Jumat, 27 Januari 2017

Agar Masakan Rumah Tak Jadi Silent Killer



Kita cenderung khawatir dengan makanan atau jajanan di luar rumah. Padahal tanpa sadar, masakan rumah pun bisa jadi the silent killer. Kok bisa?!
Dalam rangka memperingati hari gizi nasional, Minyak goreng Sunco mengadakan kegiatan Simposium dengan tema "Makanan Rumah Silent Killer" pada tanggal 25 Januari 2017 lalu di Auditorium Rumah sakit Pusat Pertamina.

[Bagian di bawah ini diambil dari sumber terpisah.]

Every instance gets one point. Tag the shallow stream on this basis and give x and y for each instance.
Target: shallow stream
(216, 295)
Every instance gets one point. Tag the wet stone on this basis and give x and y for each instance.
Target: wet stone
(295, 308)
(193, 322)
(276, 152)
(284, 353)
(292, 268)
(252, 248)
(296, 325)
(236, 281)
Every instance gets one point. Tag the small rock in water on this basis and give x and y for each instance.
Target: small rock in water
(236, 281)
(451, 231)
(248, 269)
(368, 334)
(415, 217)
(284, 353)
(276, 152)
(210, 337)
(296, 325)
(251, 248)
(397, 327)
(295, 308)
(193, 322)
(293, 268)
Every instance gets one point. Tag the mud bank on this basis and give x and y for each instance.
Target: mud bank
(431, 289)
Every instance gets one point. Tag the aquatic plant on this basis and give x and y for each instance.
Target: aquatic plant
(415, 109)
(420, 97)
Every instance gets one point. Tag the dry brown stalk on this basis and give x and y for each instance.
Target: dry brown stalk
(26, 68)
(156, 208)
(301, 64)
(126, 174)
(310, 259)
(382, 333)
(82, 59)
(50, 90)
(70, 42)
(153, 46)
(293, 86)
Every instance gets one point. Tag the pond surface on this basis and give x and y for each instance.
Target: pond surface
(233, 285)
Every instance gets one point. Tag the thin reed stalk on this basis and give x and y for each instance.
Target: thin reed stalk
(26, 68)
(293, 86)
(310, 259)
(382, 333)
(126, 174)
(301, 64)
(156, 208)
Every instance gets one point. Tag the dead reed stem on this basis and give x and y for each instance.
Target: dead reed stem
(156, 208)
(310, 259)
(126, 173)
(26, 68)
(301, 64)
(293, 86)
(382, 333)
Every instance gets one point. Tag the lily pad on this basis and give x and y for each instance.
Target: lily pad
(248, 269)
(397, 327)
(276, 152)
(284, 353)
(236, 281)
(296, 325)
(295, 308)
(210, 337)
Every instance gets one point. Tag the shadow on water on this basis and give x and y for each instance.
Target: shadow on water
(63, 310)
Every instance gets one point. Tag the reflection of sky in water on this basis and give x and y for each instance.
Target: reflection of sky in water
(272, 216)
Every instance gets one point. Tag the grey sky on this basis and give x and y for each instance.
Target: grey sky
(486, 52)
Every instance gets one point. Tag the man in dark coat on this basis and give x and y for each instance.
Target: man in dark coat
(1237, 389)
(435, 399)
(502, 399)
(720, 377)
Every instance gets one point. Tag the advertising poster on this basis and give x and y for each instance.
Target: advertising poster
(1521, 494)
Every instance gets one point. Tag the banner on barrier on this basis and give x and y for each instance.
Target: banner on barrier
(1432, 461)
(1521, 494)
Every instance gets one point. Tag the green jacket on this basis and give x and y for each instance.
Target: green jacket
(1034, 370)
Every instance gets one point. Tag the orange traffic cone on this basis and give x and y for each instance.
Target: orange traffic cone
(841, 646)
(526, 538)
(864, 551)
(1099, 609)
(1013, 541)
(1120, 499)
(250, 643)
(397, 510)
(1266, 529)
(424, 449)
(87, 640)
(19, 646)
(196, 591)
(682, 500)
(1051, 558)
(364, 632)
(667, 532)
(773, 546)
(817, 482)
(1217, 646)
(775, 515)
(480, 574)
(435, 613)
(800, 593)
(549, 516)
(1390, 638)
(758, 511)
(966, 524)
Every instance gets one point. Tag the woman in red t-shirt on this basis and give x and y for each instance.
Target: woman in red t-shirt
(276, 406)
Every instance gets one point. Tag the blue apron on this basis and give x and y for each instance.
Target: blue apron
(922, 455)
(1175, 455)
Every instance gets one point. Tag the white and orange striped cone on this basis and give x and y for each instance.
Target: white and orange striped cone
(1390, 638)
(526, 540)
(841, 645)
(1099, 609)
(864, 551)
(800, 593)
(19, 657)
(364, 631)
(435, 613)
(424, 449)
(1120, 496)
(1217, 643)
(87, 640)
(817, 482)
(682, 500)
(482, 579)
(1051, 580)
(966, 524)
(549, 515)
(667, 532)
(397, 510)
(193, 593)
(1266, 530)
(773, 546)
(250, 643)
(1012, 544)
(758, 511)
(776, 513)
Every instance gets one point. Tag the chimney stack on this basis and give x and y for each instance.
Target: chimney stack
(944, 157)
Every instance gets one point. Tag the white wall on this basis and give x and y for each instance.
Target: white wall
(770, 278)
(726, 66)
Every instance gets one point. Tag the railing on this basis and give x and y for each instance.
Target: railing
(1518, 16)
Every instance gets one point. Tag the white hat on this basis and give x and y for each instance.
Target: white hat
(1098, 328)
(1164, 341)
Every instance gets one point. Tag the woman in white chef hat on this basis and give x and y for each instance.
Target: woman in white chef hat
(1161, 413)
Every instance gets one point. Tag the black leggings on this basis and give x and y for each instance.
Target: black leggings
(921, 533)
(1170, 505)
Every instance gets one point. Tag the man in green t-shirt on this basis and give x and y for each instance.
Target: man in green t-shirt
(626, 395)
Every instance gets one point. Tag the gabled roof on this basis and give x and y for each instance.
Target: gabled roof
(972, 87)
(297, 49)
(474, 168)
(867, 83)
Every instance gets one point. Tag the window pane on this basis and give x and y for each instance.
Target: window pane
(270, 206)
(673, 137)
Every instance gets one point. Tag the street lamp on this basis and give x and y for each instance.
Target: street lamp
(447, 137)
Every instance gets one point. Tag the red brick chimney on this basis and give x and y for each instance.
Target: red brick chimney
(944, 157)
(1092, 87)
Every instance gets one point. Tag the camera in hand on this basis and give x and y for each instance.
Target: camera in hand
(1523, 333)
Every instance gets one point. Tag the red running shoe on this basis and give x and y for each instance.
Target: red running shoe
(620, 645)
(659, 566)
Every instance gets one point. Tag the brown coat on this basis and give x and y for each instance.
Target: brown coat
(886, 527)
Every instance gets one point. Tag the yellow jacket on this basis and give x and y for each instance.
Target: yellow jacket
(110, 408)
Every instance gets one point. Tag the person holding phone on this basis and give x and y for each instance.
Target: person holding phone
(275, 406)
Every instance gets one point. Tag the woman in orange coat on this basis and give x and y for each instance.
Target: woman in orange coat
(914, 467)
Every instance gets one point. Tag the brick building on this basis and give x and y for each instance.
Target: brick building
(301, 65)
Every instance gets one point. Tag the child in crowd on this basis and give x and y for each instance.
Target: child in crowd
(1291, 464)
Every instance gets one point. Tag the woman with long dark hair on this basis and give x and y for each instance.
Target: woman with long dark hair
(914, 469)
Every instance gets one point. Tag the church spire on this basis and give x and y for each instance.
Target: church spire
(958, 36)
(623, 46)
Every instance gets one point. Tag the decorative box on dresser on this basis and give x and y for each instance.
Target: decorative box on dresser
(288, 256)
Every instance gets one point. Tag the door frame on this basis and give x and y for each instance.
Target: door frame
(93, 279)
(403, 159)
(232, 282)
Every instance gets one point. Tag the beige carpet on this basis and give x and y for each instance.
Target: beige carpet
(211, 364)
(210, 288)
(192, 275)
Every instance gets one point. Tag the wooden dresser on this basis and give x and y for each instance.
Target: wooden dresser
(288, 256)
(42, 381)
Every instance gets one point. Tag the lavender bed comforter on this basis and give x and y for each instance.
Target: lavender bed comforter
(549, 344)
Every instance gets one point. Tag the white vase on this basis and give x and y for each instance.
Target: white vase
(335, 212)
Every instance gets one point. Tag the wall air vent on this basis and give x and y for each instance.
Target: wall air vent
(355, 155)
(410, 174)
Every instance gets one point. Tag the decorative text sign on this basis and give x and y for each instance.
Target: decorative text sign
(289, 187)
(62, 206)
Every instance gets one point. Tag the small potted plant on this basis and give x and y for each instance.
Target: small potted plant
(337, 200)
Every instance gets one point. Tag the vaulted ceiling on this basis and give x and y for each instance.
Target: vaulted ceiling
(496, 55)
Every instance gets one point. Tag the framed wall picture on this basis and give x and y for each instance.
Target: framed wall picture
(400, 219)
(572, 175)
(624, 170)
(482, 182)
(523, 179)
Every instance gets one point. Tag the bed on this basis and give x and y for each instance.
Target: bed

Selektif Memilih Minyak Goreng Yang Baik

Dari simposium tersebut, kami, khususnya saya mendapat banyak pencerahan tentang bahaya yang mengintai kita dari masakan rumah yang disajikan sehari-hari di rumah. Memperbanyak mengkonsumsi makanan rumah tentu sangat dianjurkan. Selain lebih baik dari segi kebersihannya, juga akan mengurangi beban hidup sehari-hari. Lalu bagaimana jika makanan rumah ini ternyata jadi the sillent killer bagi kita dan keluarga tercinta?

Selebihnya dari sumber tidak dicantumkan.